Lastly, and more importantly, there is a question around Lucie that I need to spoiler-tag (select and roll over to see). This is Lucie’s final story, and when the Tardis leaves she’s abandoned in 2008, several months if not a year before her earlier self actually went for the job in London that originally found her allied with the Doctor. Apart from the scene in which she realises this, and narrowly avoids meeting her younger self, this is hardly touched upon. I’m left asking, what is she going to do for the next year, effectively with someone else’s identity? I don’t really mind what the answer is, but the lack of an answer leaves me dangling a bit.

Don’t get me wrong, Death in Blackpool is very, very good. A fitting end to the Auntie Pat trilogy, and a fantastic farewell to Lucie, with one of the most heart-rending final speeches from Ms Miller/Ms Smith that I’ve ever heard on Who. Forget Rose and her toy-boy, weep not for tragic Donna: this is the separation that hurts most.

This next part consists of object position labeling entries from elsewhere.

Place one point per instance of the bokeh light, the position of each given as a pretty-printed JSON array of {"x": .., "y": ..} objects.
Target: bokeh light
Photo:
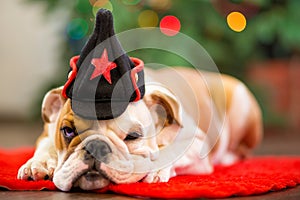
[
  {"x": 77, "y": 28},
  {"x": 236, "y": 21},
  {"x": 131, "y": 2},
  {"x": 148, "y": 18},
  {"x": 102, "y": 4},
  {"x": 170, "y": 25}
]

Because Lucie has to leave, and it’s down to the Doctor’s failings. A bittersweet love story.

Overall, Death in Blackpool is absolutely stonking. Well written by Alan Barnes, well acted throughout, and a joy to listen to. I listened to it twice – I never do that. Ever. And both times, I loved it. That must say something good.


Dead Air Audiobook Reviewed

This is nice to hear. I’ve missed ol’ Tenny, but again, like Last Voyage, it seems a bit like squeezing the very last drop out of a fabulously enthusiastic David Tennant.

Not a bad think, the Tennant-philes cry, and you’d be right. David is great in this – although I think the production deliberately go out of their way to give him regional accents to get his tongue around – and it’s nice, and quite unusual to hear the Tenth Doctor speak, it seems, directly to us. David also does a very good Dylan off of The Magic Roundabout. Or is that Bill Nighy being channelled?

Shorter than the usual releases, this is a compact, neat and fun story which does nothing wrong. A clever conceit, too, having an audio adventure about an audio monster. Hmm.